In 2016 she put her name on the label of her own wines for the first time, and what a debut vintage it is, judging by Erika Obermeyer Flabbergast Cinsault 2016 Stellenbosch. Those who taste and write for Platter’s South African Wine Guide clearly agree, awarding her the Newcomer Winery of the Year in the 2019 edition.

This relative recency and the limited production explains why her wines are not yet distributed in the US but I hope this will soon change. See below for availability elsewhere (not all stockists are shown in the Wine-Searcher results).

I once wrote in a tasting note on another South African wine, ‘expensive for South Africa’, and have regretted it ever since, not just when I was quite reasonably castigated for saying so.

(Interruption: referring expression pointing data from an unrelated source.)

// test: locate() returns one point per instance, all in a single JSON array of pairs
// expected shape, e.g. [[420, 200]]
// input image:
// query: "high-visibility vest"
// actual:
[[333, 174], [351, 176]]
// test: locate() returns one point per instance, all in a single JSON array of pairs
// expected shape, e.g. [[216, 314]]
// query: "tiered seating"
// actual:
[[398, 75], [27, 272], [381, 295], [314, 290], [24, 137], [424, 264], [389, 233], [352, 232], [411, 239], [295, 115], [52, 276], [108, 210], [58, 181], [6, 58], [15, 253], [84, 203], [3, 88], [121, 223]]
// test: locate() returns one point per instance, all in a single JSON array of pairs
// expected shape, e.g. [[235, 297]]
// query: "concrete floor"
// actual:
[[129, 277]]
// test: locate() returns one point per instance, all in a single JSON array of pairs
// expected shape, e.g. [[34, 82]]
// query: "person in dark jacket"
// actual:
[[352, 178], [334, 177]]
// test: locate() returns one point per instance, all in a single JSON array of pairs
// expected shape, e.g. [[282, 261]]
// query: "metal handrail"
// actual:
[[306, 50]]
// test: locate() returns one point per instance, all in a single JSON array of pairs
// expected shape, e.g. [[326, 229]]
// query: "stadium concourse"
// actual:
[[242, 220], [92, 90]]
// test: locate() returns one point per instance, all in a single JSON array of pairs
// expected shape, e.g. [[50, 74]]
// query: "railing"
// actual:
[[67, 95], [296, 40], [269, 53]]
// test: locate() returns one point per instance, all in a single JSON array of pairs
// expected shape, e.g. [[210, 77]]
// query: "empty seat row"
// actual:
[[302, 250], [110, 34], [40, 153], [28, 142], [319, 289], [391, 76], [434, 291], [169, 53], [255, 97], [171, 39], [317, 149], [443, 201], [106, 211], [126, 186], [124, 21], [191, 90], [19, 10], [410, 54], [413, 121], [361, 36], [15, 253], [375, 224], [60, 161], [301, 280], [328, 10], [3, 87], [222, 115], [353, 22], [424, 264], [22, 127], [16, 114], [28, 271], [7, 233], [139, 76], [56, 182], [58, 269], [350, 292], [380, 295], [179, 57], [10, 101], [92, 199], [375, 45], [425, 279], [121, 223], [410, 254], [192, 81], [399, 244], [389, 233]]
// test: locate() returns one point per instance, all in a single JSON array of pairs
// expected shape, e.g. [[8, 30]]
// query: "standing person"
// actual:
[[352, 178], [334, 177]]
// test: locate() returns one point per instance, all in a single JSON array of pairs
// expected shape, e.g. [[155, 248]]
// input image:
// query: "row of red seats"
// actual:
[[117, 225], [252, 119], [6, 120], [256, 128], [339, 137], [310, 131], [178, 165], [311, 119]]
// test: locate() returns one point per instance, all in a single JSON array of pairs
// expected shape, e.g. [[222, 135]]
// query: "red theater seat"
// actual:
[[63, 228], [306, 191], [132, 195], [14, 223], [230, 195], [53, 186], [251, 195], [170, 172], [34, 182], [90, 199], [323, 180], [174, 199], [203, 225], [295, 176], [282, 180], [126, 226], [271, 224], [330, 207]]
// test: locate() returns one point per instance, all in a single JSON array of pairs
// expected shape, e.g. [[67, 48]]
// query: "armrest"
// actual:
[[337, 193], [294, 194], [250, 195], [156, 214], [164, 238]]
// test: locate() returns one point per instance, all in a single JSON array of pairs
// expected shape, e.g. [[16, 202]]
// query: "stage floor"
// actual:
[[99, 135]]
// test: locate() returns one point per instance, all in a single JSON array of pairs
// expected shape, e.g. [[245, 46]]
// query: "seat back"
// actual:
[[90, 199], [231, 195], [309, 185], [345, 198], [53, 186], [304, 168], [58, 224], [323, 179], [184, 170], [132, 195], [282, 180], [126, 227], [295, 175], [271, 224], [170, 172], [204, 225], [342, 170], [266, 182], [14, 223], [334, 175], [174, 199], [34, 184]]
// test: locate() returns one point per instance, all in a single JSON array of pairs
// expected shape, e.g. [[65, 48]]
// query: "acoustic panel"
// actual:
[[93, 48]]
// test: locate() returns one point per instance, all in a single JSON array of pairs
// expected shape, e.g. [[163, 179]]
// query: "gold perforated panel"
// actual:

This glorious, fragrant, fresh Cinsault from non-irrigated 25-year-old bushvines on granitic soils in Firgrove, Stellenbosch, close to and cooled by the Atlantic (between Somerset West and Stellenbosch at the foot of the Helderberg Mountain), is great value if you think of value in terms of the relationship between quality and price. It has classic Cinsault aromas of red fruits – think sour cherry rather than strawberry – plus something akin to citrus and is utterly mouth-watering, especially when served lightly chilled. The discreet tannins, fresh acidity and vibrant fruit make it light enough to drink on its own but also to go with a wide range of flavours. 

Although 60% of the wine was aged in older 500-litre French oak barrels, they have not marked the flavour even if they have rounded the already fine tannins. For a variety that tends to make relatively light wines, Cinsault can age surprisingly well, and although I would probably choose to drink this now because of all the lovely fruit, there is no hurry and I reckon it will still be drinking well in five to seven years, if not longer. The alcohol is balanced at 13.5%.

When I asked Obermeyer (via email) how it felt to set up on her own, she replied: 'It has been the most courageous, exhilarating and humbling but certainly most rewarding thing I have ever done in my life', adding that 'Introducing a brand and wine without a history, an estate or heritage presents a unique challenge. It does however offer the opportunity to explore the wine’s soul, its magical origins and the philosophy that brings all the elements of great winemaking together.'

The name of this wine seems in keeping with someone who gives the impression of being whole-heartedly in love with wine and life. It was provoked, Obermeyer explained, by 'the astonishing versatility of this rewarding cultivar. Once the country’s most planted grape, this workhorse variety is experiencing a remarkable resurgence, providing a welcome counterpoint to wines of weight and power.' (And not just in South Africa: see this wine of the week from last July.)

For more background on Erika and the other wines in her range, see her website

In the UK, the Cinsault is available from new online South Africa specialist VinoSA, who are offering the Cinsault 2016 at a discounted price of £22 per bottle (plus delivery) until 28 June, after which it reverts to the full price of £25. (Disclosure: one of the partners in VinoSA is an old friend of mine; the other is Ben Prior, the talented chef/proprietor of Ben's Cornish Kitchen in Marazion, Cornwall, and long-time promoter of South African wines via his restaurant list.) 

It is also available in Austria (Cape Wine), in South Africa (from Obermeyer's own website and from Port2Port as well as in shops in Cape Town and Johannesburg), Denmark (Vinkunsten) and Germany (Cape Wine Best Wine). It's on its way to the Netherlands (Benier Global Wines).